La beauté du texte, voilà ce que nous propose l’éditeur avec le premier roman d’une poétesse, lauréate en 2018 du prix de poésie des Prix littéraires Thérèse-D.-Denoncourt.
Dans ce roman à la première personne, la narratrice Daniela présente des points de ressemblance certains avec l’autrice, ne serait-ce que par la soif d’écrire, l’amour et le plaisir des mots, et leur expérience de l’immigration, par l’intermédiaire de ses parents dans le cas de Francine Minguez.
Daniela, elle, a quitté le Chili à 28 ans avec son amoureux Roberto après le putsch militaire de 1973. Dans leur pays, elle était chanteuse, lui comédien, dit-elle sans plus de détails. Leur fils Francisco est né vraisemblablement à Montréal. Le récit dit sans trop dire. Il a ce côté évanescent des rêves ou des souvenirs lointains qu’évoque effectivement Daniela à l’approche de ses 68 ans. Le roman comprend 33 chapitres titrés, en plus d’un prologue et d’un épilogue, des fragments hantés par les souvenirs, dont les plus récurrents se réfèrent à deux événements cruciaux et presque concomitants : l’agression subie en plein jour dans la rue ; la désertion de Roberto. Corps et cœur gravement estropiés. Douleur physique et mal d’amour.

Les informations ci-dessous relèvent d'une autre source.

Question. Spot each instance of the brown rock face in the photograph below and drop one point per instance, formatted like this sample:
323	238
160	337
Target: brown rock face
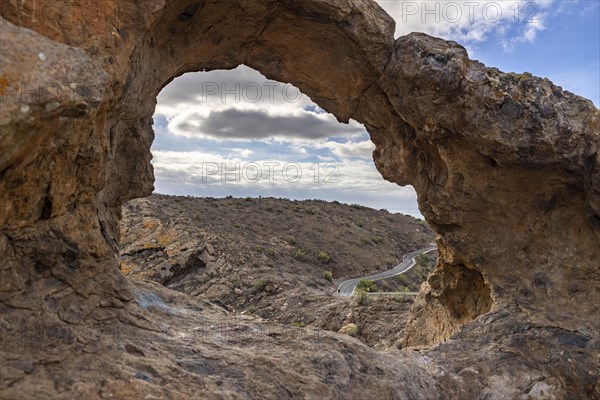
506	168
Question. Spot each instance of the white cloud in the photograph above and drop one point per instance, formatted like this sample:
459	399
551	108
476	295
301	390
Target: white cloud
209	174
469	21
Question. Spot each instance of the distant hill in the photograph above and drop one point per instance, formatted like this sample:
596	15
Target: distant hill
275	258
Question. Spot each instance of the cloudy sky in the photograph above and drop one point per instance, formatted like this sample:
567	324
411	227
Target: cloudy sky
235	133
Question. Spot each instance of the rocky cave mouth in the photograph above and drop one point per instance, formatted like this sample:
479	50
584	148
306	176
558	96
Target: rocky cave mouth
68	161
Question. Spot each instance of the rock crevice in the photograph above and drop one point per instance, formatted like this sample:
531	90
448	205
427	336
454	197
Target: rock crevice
506	166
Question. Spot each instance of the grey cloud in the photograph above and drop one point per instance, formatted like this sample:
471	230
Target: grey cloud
239	85
256	124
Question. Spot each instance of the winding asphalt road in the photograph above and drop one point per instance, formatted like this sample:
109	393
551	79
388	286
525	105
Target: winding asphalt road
346	288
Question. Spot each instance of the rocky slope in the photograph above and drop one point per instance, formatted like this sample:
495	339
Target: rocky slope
506	168
243	255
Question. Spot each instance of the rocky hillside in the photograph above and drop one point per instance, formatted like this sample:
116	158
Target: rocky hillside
505	167
275	258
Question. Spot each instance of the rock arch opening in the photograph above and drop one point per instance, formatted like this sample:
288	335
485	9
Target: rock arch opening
234	132
526	221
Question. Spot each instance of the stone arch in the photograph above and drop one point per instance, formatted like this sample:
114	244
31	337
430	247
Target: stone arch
527	163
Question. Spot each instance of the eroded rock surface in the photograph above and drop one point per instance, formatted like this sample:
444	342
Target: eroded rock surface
506	168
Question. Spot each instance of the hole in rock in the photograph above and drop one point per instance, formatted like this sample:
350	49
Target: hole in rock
265	203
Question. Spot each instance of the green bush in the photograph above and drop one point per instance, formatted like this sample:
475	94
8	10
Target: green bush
366	285
324	257
389	260
376	239
299	255
402	279
261	285
362	297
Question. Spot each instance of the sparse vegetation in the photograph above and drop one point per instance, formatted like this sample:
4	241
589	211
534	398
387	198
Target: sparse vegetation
324	257
377	239
366	285
362	297
389	261
299	255
261	285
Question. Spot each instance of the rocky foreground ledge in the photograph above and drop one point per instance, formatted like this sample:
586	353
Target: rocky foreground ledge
506	168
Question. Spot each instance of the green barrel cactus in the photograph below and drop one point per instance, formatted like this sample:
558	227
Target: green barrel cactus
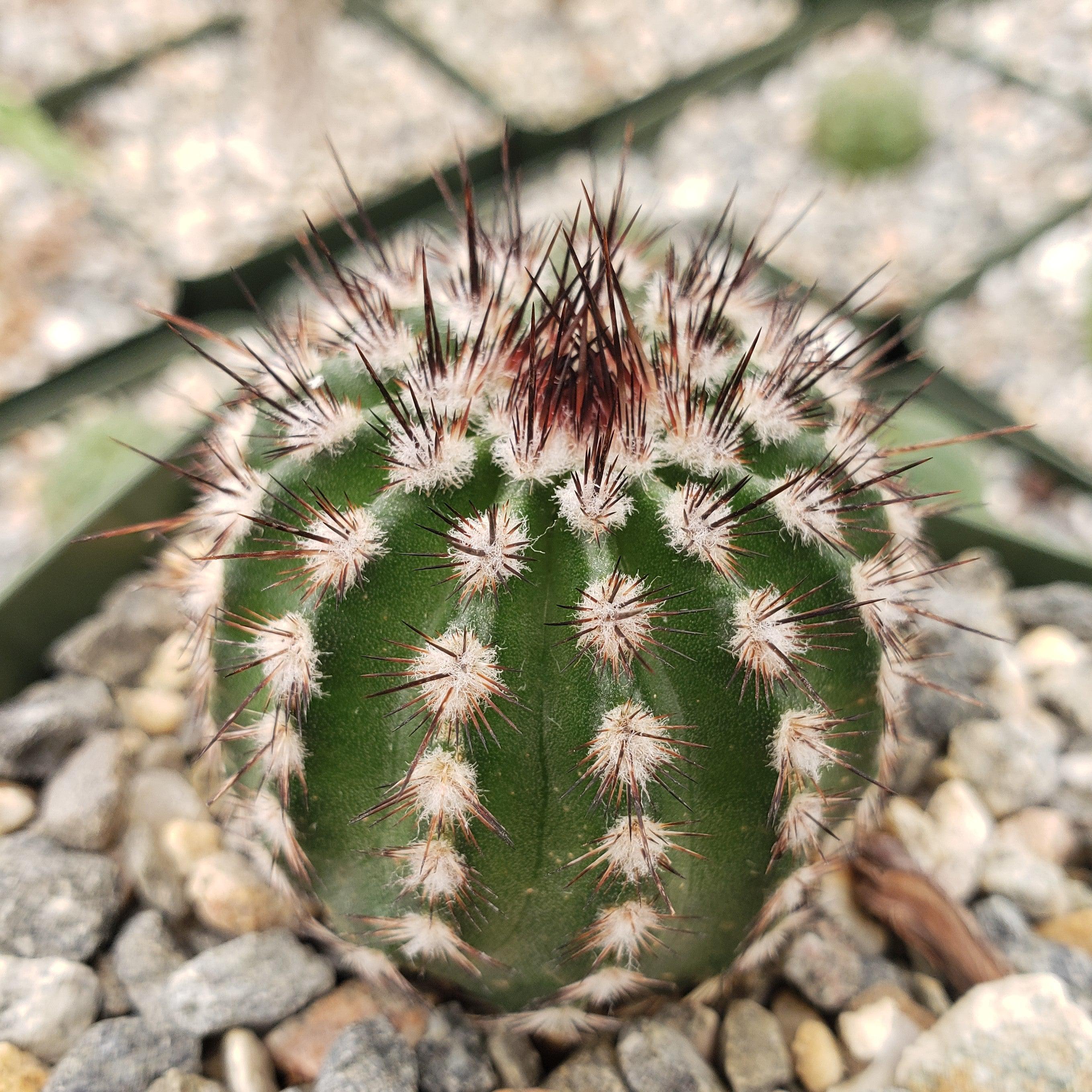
555	583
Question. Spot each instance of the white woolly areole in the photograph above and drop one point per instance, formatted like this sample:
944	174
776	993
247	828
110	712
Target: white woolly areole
286	648
444	786
629	747
613	619
693	532
458	674
339	550
808	510
423	460
488	551
769	411
591	510
766	640
800	744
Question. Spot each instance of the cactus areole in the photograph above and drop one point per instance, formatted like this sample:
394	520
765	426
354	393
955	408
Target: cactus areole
555	583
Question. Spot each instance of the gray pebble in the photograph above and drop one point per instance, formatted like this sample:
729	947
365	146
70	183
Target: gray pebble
48	720
756	1057
55	901
145	956
253	981
1065	604
451	1055
657	1059
1028	953
368	1055
82	804
122	1055
46	1004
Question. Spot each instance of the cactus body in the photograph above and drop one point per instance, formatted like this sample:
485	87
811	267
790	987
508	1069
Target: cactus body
553	597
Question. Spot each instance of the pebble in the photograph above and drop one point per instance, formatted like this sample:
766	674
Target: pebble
1074	930
229	896
254	981
368	1055
451	1055
55	901
82	803
187	841
124	1055
816	1056
300	1044
515	1059
17	807
1017	1035
1012	762
246	1063
46	1004
20	1072
145	956
1064	603
157	712
41	727
1005	926
655	1059
826	969
756	1057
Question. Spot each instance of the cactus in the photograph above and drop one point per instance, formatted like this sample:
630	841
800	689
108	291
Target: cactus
558	602
870	120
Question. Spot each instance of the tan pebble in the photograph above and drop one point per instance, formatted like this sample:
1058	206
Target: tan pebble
1074	929
227	895
154	711
17	806
188	841
300	1043
817	1056
20	1072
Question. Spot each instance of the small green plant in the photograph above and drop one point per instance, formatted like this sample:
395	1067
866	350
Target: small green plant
556	603
868	122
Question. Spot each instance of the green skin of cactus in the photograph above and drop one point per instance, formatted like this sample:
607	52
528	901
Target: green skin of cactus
529	779
870	122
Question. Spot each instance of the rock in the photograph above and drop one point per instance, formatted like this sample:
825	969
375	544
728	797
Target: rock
20	1072
247	1064
825	968
655	1059
1040	888
756	1059
593	1070
55	901
1029	953
1074	930
1065	604
145	956
515	1059
1047	833
124	1055
451	1055
1012	762
118	644
82	803
368	1055
251	982
46	1004
17	807
1016	1035
48	720
175	1080
816	1056
300	1044
229	896
188	841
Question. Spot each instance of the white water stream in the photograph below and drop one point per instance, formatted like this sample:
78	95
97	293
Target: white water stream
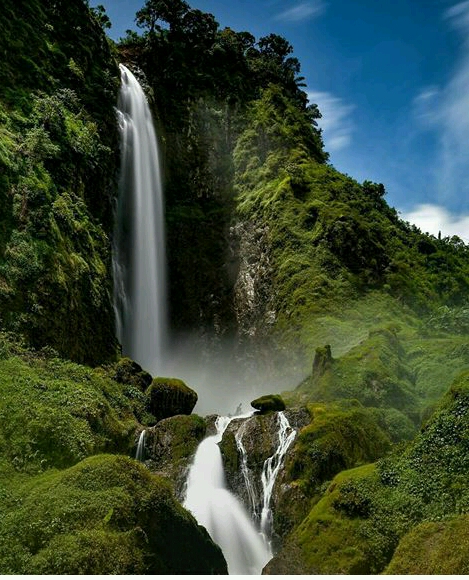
140	306
224	516
272	467
139	243
140	453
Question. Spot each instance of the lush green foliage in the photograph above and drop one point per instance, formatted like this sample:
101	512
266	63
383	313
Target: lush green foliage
58	144
370	513
105	515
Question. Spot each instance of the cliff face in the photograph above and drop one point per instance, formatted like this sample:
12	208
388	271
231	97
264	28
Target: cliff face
59	165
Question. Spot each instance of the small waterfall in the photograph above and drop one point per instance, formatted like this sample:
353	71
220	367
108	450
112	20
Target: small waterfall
219	510
247	475
139	240
140	453
271	469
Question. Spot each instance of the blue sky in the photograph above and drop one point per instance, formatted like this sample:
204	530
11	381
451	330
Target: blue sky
391	78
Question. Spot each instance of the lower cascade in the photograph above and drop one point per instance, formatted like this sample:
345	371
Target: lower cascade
140	453
246	547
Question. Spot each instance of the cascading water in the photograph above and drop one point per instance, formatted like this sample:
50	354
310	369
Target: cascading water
220	512
140	306
271	470
247	475
140	453
139	241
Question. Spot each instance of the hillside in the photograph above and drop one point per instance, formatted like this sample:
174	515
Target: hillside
308	276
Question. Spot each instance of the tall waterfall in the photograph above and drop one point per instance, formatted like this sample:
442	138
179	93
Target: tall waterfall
139	241
219	510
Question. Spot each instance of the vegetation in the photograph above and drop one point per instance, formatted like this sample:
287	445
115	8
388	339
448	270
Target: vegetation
267	242
58	166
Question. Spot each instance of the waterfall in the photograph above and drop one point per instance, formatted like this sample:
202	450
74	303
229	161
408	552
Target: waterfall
271	469
247	475
140	453
139	240
219	510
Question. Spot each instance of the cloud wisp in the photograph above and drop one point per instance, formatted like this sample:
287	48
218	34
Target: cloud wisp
302	11
446	111
336	123
433	219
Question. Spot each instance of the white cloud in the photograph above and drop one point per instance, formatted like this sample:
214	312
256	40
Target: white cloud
302	11
427	106
335	122
433	219
446	110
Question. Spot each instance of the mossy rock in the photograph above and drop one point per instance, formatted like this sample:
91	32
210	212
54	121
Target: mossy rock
106	515
326	541
168	397
171	444
433	548
268	403
128	372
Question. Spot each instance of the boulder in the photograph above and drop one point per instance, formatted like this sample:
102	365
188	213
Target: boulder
128	372
268	403
322	361
169	397
171	445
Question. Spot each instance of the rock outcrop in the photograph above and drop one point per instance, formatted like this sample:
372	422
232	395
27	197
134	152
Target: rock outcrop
258	435
128	372
268	403
169	397
170	446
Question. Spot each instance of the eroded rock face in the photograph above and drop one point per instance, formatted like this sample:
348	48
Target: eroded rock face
169	397
258	435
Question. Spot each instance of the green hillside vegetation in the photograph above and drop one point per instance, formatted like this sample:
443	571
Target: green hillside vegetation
58	168
409	501
308	269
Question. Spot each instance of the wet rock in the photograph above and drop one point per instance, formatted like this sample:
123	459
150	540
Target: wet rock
322	361
258	436
169	397
128	372
268	403
170	447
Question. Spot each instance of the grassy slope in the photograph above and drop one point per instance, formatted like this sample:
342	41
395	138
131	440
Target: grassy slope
58	165
64	504
409	502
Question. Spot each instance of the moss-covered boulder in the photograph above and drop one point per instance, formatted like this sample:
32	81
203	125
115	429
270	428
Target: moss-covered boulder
168	397
54	413
322	361
170	445
129	372
317	545
268	403
105	515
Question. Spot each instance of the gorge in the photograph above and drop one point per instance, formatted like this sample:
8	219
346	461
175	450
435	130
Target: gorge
277	280
140	303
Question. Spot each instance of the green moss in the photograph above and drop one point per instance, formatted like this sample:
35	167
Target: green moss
336	439
74	520
433	548
326	542
55	413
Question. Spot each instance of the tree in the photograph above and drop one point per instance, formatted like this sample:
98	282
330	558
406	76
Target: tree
99	14
170	11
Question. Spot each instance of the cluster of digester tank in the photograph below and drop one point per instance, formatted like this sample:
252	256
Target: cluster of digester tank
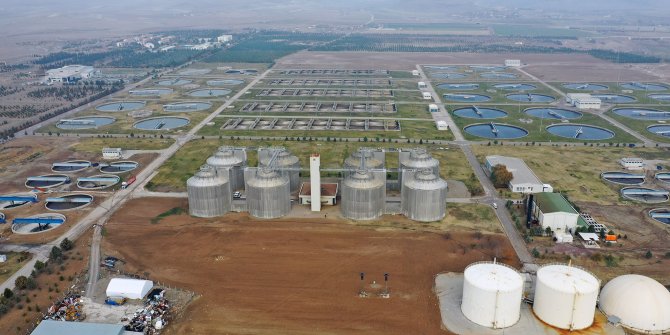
564	297
268	187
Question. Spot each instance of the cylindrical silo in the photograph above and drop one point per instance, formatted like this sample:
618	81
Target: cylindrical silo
208	193
363	195
417	158
565	296
424	195
492	294
268	193
233	160
286	163
374	159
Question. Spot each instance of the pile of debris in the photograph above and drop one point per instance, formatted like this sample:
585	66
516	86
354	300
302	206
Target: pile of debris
71	308
153	317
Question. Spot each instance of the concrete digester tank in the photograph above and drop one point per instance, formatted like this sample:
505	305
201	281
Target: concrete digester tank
374	159
565	296
268	193
424	195
492	294
209	193
233	160
364	194
284	162
417	158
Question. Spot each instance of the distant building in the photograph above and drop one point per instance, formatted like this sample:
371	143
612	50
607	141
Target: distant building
523	178
69	74
554	211
224	38
112	153
629	163
513	62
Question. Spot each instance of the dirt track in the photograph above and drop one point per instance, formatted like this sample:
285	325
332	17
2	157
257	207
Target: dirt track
293	276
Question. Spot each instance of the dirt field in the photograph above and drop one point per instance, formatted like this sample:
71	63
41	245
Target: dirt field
293	276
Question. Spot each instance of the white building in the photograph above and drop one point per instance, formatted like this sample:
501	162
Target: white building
523	178
630	163
112	153
513	62
554	211
128	288
224	38
69	74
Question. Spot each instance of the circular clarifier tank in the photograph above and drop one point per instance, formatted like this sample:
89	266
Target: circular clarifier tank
553	113
495	131
645	194
498	75
481	68
174	82
623	178
86	122
515	86
614	98
11	201
530	97
150	92
47	181
463	97
98	182
186	107
449	75
161	123
121	106
68	202
660	130
118	167
660	97
211	92
457	86
644	86
643	114
480	113
194	72
224	82
38	223
661	215
580	132
70	166
585	87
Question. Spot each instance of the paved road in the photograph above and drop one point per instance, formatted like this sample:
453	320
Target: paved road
110	205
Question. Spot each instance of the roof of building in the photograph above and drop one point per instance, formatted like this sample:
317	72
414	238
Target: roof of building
521	173
51	327
553	202
641	303
327	189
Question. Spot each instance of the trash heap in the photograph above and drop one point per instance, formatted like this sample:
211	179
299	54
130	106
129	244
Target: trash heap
151	318
71	308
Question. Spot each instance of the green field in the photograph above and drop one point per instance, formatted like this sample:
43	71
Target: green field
574	170
173	174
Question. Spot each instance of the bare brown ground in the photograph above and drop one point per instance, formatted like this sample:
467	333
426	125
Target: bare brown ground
293	276
548	67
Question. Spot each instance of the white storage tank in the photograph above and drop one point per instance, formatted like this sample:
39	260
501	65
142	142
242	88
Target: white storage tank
492	294
640	303
565	296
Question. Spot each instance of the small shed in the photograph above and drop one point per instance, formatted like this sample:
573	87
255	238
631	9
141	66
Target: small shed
129	288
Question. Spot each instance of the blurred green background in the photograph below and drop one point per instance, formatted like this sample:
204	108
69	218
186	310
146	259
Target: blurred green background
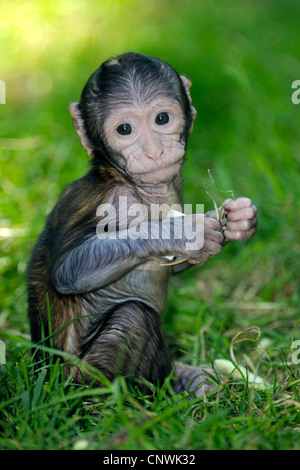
242	58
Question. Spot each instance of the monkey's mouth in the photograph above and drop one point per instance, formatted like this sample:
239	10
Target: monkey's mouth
158	174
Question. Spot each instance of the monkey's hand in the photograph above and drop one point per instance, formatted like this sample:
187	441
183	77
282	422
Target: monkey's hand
209	238
242	219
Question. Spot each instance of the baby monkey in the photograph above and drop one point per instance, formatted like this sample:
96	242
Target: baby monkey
108	286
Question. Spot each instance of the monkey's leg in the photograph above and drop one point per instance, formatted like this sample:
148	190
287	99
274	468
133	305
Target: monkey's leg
194	379
130	343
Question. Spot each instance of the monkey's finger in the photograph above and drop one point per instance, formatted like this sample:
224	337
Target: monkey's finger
245	213
237	204
212	247
239	236
212	223
213	235
242	225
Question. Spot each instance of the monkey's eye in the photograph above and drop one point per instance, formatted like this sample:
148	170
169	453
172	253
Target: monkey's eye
124	129
162	119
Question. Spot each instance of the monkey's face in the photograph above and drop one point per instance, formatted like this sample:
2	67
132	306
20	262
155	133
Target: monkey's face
147	139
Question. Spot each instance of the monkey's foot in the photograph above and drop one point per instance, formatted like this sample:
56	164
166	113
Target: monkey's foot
195	380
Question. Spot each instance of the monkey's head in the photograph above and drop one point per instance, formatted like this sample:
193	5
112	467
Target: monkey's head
135	113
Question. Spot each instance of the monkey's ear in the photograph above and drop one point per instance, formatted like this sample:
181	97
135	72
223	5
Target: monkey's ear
187	85
79	127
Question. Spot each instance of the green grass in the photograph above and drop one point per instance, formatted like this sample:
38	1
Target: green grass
242	60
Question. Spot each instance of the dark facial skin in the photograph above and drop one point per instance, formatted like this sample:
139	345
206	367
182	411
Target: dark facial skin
133	118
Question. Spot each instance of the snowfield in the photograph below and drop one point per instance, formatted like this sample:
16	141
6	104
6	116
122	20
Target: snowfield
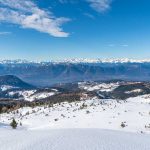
92	124
72	139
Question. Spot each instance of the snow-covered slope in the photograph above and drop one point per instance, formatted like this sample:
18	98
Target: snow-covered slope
86	125
72	139
131	115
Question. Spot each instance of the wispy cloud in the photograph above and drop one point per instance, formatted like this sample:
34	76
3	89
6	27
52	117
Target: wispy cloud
100	5
5	33
28	15
97	5
124	45
89	15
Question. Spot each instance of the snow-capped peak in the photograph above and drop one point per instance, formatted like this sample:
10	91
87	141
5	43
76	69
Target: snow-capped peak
78	60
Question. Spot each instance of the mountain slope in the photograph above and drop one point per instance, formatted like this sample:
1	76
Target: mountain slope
13	81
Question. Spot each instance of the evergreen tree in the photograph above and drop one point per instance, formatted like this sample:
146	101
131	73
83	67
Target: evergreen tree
13	124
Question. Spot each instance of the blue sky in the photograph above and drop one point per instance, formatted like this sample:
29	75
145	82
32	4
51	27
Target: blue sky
46	30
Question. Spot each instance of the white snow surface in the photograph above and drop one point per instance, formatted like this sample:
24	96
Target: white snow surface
78	60
72	139
31	95
87	125
107	87
7	87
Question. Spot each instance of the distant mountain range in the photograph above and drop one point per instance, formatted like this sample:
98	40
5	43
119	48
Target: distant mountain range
49	73
11	81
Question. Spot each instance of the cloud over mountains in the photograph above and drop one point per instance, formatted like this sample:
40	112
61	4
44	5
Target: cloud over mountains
27	14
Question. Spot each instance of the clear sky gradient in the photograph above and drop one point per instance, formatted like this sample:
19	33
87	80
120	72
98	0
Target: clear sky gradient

La narratrice sème quelques allusions à l’agression ici et là dans le récit : hospitalisation, opération, complications postopératoires. Pas de détails encore, ni rapport de police, ni dossier médical. Ce qui l’habite, c’est la douleur persistante au cours des ans et, surtout, la peur, qu’elle qualifie de venin. Quant au départ de Roberto, il survient aussi brusquement que l’agression : dans la voiture, juste au moment de la laisser au métro, posant la main sur son bras il lui annonce qu’il est amoureux d’une autre femme, une fille en fait, « sémillante ». Il l’appellerait quand il pourrait la voir. Et bang ! Digne, Daniela joue les femmes fortes, se tient à distance sans laisser paraître son désarroi quand le dimanche il vient chercher l’enfant Francisco. Mais tout son récit est empreint du manque. La narratrice tente de faire diversion en racontant des anecdotes au sujet de collègues, d’amis ou d’emplois qu’elle a occupés, elle fait même allusion à un Serge qu’elle a aimé jusqu’à sa mort prématurée, « en ayant appris la mesure, l’économie de sentiments », car « quelque chose était mort pour toujours. Il me manquait des morceaux de moi. Et implacablement, à mon insu encore, encore Roberto », avoue-t-elle.
Seule façon d’atténuer la douleur, l’écriture, jeter sur papier « le récit du maelstrom qui me grugeait […] », de redire de mille façons Daniela. Écriture réparatrice. Écrire pour réinventer son existence dans un foisonnement de mots à tonalité poétique. Traduire l’inexprimable, c’est ce à quoi excelle Francine Minguez.